Strategic reset included a 30–33% dividend cut, scrip dividend program, and a HK$10 billion syndicated loan to strengthen liquidity.
Sub-luxury malls outperformed with strong occupancy and record-high lease renewals, while luxury malls and overall retail sales declined 14% year-over-year.
Net debt increased to HK$47.1 billion, with a net gearing ratio of 33.4% at year-end.
Financial highlights
Total revenue reached HK$11,242 million (+9% YoY), with rental income at HK$9,515 million (+6% YoY), property sales at HK$1,538 million, and hotel revenue up 123% to HK$189 million.
Underlying net profit was HK$3,095 million (-25% YoY), and net profit was HK$2,153 million (-46% YoY), impacted by a HK$942 million revaluation loss and RMB 380 million in inventory provisions.
Gross margin was 71% overall (Mainland China: 68%, Hong Kong: 78%).
Net gearing stood at 33.4%, with average borrowing cost at 4.3% and interest cover at 2.8x.
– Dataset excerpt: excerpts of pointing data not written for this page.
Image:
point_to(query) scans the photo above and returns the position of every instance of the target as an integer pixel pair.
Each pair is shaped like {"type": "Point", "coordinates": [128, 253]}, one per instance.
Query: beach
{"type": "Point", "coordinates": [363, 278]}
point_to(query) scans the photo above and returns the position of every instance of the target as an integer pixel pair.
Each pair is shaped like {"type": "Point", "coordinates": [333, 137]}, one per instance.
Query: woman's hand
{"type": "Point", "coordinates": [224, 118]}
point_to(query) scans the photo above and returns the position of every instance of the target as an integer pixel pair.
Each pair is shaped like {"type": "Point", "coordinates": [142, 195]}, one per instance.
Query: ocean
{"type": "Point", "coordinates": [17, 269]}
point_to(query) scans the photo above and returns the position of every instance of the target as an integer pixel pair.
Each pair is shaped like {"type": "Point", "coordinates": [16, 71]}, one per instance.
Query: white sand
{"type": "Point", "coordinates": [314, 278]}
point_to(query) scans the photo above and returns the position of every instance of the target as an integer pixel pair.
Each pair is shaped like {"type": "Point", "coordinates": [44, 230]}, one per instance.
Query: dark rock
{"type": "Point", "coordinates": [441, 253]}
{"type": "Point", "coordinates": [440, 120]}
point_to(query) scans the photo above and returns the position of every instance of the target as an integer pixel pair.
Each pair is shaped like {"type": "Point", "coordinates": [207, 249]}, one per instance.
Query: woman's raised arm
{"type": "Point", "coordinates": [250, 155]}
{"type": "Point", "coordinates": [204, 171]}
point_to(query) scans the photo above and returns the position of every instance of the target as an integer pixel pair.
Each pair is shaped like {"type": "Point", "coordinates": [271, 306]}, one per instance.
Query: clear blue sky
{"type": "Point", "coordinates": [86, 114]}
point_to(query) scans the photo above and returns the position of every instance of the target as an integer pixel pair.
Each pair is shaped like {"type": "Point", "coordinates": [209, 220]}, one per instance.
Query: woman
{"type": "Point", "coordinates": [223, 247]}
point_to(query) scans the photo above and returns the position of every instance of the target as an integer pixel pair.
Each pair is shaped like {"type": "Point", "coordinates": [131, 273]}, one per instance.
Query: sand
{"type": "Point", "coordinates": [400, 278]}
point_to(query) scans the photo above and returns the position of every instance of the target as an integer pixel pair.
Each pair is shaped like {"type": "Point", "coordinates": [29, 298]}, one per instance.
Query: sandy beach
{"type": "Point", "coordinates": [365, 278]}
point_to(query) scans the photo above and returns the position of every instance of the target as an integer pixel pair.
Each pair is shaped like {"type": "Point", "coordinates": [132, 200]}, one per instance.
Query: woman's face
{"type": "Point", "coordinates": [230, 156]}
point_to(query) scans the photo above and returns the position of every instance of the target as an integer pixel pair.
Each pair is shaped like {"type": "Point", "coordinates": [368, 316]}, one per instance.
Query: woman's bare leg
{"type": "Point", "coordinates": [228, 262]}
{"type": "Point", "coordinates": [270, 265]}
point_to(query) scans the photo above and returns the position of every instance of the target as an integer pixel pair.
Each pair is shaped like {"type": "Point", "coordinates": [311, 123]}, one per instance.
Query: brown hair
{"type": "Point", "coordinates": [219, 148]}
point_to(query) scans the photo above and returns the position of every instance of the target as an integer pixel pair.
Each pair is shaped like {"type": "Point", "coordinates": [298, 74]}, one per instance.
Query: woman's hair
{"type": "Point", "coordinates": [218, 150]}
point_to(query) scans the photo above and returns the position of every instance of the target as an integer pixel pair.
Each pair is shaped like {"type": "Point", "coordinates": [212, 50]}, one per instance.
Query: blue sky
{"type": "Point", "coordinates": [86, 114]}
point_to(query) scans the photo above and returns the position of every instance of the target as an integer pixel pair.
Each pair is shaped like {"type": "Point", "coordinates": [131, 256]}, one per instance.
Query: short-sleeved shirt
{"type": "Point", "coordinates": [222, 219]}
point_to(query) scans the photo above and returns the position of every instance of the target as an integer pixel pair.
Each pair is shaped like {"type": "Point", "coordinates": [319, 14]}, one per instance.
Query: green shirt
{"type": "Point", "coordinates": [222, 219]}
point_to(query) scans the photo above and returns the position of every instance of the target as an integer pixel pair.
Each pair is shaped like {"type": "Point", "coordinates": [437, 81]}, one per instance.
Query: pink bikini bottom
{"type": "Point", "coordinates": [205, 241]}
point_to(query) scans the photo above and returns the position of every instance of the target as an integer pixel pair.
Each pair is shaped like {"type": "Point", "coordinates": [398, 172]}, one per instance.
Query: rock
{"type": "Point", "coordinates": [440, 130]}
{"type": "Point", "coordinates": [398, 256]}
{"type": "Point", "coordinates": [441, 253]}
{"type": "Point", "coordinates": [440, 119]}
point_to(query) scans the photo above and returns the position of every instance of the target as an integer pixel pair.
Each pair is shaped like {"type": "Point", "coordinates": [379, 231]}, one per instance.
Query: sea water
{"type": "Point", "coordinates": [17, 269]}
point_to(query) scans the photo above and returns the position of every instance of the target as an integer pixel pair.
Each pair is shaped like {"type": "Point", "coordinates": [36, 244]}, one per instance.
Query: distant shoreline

Net assets per share at year-end were HK$27.5, down from HK$29.4.
Outlook and guidance
Management expects continued market pressure in 2025, but sees signs of stabilization and potential mild growth, especially in sub-luxury retail.
Major projects, including Westlake 66 and Center 66 Phase 2, are on track for phased openings in 2025–2026, with strong pre-leasing momentum.
Focus on sustainability, with 5 Mainland properties powered by renewable energy and a Net Zero Roadmap to be published in 2025.
Dividend policy and scrip dividend program are interim measures, with ongoing review as gearing is expected to decline post-2025 CapEx peak.
Property development milestones anticipated in 2025, including Center Residences in Wuxi and a new luxury redevelopment in Jardine's Lookout, Hong Kong.